Top Haqqani Leader Confimed Killed in Pakistan

Posted October 13th, 2011 at 11:05 pm (UTC-5)
Leave a comment

The United States says a top leader in the Haqqani network militant group who played a central role in attacking coalition forces has been killed in Pakistan.

A U.S. official said Janbaz Zadran, also known as “Jamil”, was killed Thursday near the Haqqani stronghold of Miranshah in North Waziristan. He said Zadran is the most senior Haqqani leader in Pakistan to be taken off the battlefield.

The official said that Zadran played a central role in helping the Haqqani network attack U.S. and coalition targets in Kabul and southeastern Afghanistan.

Earlier Thursday, Pakistani intelligence officials said that a U.S. drone strike killed a senior Haqqani member. They said at least three other militants also were killed when the unmanned aircraft fired missiles at a Haqqani compound in the village of Dande Darpa Khel.

The Pakistani officials identified the man killed in Thursday's attack as Jalil Haqqani – an important Afghan commander of the militant network reportedly based in the North Waziristan tribal region who was very close to Sirajuddin Haqqani, the leader of the militant network.

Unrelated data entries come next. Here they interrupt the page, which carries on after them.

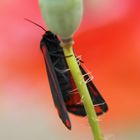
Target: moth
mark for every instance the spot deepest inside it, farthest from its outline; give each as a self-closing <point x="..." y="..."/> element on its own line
<point x="64" y="92"/>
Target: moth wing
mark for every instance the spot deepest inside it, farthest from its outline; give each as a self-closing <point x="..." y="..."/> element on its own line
<point x="55" y="89"/>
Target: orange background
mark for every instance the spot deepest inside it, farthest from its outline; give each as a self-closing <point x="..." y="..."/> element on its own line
<point x="109" y="42"/>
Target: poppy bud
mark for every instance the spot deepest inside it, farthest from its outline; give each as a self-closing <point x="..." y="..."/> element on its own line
<point x="62" y="17"/>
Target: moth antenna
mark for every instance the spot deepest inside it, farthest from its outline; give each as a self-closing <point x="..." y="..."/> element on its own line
<point x="35" y="24"/>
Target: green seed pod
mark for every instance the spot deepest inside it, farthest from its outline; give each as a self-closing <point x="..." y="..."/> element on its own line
<point x="62" y="17"/>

A second drone strike Thursday killed six militants in South Waziristan. The attacks occurred as the U.S. special representative to Pakistan and Afghanistan, Marc Grossman, met with Pakistani leaders in Islamabad.

Grossman told reporters that he and Pakistani Foreign Minister Hina Rabbani Khar talked about the future and how to continue the ongoing dialogue between Pakistan and the United States. He said they agreed to continue to find “issues that we share with Pakistan — and there are many — and act jointly on them.”

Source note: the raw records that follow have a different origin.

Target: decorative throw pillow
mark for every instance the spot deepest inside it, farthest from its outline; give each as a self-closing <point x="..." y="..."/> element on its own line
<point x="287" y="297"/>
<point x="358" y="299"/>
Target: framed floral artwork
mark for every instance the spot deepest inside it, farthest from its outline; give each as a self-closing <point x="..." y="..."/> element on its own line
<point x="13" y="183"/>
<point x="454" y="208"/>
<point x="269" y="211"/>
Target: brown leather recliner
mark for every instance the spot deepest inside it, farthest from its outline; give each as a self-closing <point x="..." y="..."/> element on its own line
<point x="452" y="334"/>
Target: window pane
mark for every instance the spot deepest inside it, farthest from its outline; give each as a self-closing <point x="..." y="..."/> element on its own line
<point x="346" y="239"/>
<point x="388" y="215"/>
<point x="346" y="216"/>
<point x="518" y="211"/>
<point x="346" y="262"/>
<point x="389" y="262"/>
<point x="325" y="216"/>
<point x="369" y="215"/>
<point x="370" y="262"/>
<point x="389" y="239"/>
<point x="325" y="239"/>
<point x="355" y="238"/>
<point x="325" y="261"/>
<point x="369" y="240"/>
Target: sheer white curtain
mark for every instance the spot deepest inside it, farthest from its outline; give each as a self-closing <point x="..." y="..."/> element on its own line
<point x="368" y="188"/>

The U.S. envoy also met with Prime Minister Yousuf Raza Gilani, who said the cooperation must expand beyond counterterrorism to areas such as trade, water, power and infrastructure. Grossman and Pakistani leaders also discussed the situation in Afghanistan.

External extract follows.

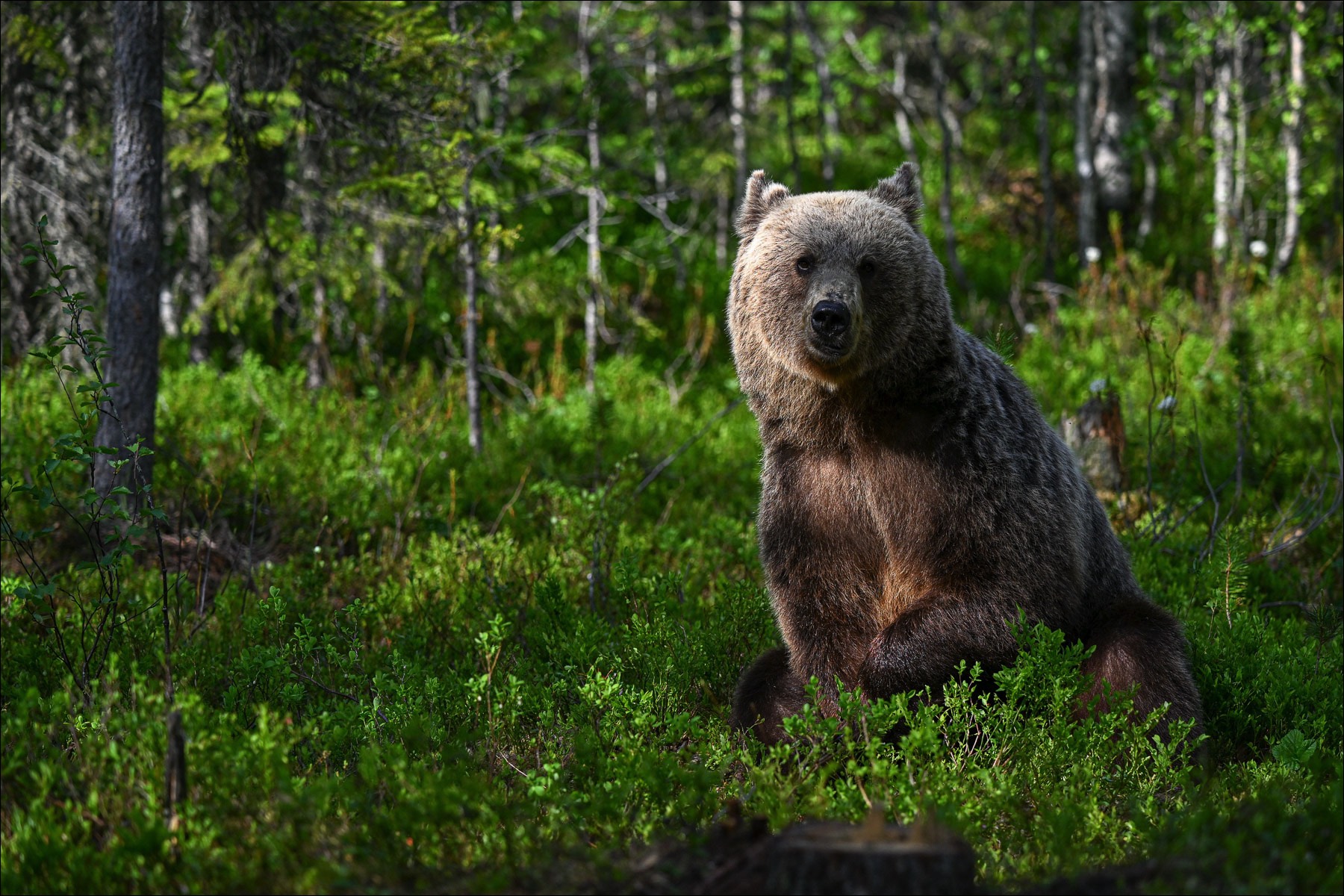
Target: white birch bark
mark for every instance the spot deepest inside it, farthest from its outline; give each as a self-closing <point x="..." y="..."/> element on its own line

Thursday's talks come during heightened tensions between Pakistan and the United States.

Last month, senior U.S. officials accused Pakistan's military spy agency of helping the Haqqani network launch attacks in Afghanistan, including an assault on the U.S. Embassy in Kabul. Pakistan has denied the allegations.

In other violence in Pakistan, gunmen opened fire on a convoy of at least five NATO oil tankers Thursday in the Shikarpur area of southern Sindh province. The trucks caught on fire.

Militants often attack vehicles carrying fuel and other supplies to international troops in neighboring Afghanistan.

Meanwhile, police in the capital Islamabad say they seized a large cache of arms from a vehicle and arrested two people.